【ジャック】(井上 桜様)

【参戦まで】

https://kakuyomu.jp/works/1177354054883919143


 これはジャックが、メグ、隣国の発明家・カノヴァ、その国王・ダリオと旅を始めてしばらくの事である。


 4人は小道の前に突き立てられた看板を見つめていた。


“最強キャラクター決定…………”


 書かれた文字の最後の方は、妙に汚れていて読めない。


「何だこれは?」

ジャックが怪訝な表情で言った。いや、怪訝な表情を浮かべているのは、彼だけではない。

「最強キャラクターを決めるらしいわよ。ウィルとかクロードとかやってるんじゃない?」

メグも小馬鹿にした様子だ。

「いや、ウィルは体力持たんだろうし、クロードは形式ばった物は好かんから、ないだろう。他の奴も、面倒くさがるしな。」

ジャックは相変わらず気に入らないようだ。


「大将……!」

突然、カノヴァが深刻な顔つきになった。

「嫌だぞ。こんなものに参加している暇はない。」

ジャックはカノヴァの意図を読み取っていたが、彼女はめげない。

「何を言ってるんすか!男と男が汗水流して拳を違わせ、最後には……、互いを認め合い、生涯の戦友ともとなる!感動的なサドンデスの場っすよ!?」

「絶対この大会にサドンデスはない。そもそも暴力は反対なんだ。」

メグが腕を組んで、呆れたような顔つきになる。

「よく言うわ。真っ先に殴りにかかってるの、ジャックじゃないの。」

「どこのジャックだ?けしからん奴だな。
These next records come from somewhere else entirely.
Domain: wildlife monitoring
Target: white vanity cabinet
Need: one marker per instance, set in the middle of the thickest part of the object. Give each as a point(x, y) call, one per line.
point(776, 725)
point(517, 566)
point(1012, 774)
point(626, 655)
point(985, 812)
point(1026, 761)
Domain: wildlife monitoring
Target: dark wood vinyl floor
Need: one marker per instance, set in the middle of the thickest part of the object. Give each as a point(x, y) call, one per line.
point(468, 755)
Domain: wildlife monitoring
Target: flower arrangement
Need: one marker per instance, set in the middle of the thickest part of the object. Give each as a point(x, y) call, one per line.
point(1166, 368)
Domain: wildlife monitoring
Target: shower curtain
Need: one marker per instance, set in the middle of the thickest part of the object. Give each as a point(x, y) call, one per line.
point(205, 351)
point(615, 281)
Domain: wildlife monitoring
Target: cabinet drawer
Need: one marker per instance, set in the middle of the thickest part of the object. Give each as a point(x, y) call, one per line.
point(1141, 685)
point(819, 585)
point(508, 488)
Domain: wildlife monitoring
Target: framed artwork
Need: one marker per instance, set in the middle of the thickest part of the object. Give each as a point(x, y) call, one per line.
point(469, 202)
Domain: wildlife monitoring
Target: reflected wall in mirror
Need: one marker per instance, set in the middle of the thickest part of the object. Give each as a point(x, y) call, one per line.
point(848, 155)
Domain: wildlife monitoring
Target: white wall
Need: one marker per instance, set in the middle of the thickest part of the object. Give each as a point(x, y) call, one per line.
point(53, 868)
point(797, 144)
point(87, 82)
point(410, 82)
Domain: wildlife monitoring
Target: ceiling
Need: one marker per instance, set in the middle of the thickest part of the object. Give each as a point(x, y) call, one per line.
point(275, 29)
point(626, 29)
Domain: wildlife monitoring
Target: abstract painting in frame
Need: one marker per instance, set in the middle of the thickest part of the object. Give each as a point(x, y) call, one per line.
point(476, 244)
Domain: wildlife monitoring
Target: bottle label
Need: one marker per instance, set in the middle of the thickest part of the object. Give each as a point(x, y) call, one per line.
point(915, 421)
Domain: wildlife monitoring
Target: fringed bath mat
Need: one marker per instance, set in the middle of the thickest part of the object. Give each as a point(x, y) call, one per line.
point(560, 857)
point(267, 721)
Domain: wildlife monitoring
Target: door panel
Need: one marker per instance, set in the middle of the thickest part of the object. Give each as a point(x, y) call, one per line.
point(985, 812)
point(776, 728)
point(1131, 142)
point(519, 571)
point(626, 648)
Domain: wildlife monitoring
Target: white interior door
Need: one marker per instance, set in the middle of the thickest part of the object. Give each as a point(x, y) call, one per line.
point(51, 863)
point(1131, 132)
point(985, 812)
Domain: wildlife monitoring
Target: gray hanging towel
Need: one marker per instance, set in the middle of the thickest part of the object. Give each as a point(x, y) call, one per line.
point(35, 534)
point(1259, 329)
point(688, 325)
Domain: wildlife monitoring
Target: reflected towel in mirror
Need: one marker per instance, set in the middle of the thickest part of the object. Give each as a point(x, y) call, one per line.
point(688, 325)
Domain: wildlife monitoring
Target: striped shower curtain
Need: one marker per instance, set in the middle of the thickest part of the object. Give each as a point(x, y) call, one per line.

」

どうしても参加したくないらしい。

「頼みますよ、大将!こういうの1度見てみたいんすよ!結構見てやすけど。」

カノヴァは両手を合わせて頼み込む。

「おぅ。お前が出るなら、俺も見たいな。」

ダリオはやや楽しそうに言った。

「なんです、陛下まで。状況を分かっておいでですか?」

ジャックは焦り始め、少々言い方がキツくなってきた。

「あ、それなら私も見たいわ。」

「は!?」

メグも賛同してしまい、ジャックは更に慌てた。


「安心しろ、ジャック。ぶっちゃけ言うと、お前が戦ってる間は、ここでは何も起きない。」

ダリオはジャックの肩に手を置いた。

「むしろ、大将の存在アピールの大チャンスっすよ!」

カノヴァも彼の手を握る。

「ていうか、ここまで来たら無理矢理にでも参加しないといけないのよ。しょうがないの。」

メグは肩をすくめた。

「えぇぇ……。」


 3人に圧されて、結局ジャックは参加する事となった。

「さぁ、行くわよ。時間もないの。」

ジャックは3人に引っ張られ、会場へと向かう。


「こんな展開でいいのか!?」


いいのだ。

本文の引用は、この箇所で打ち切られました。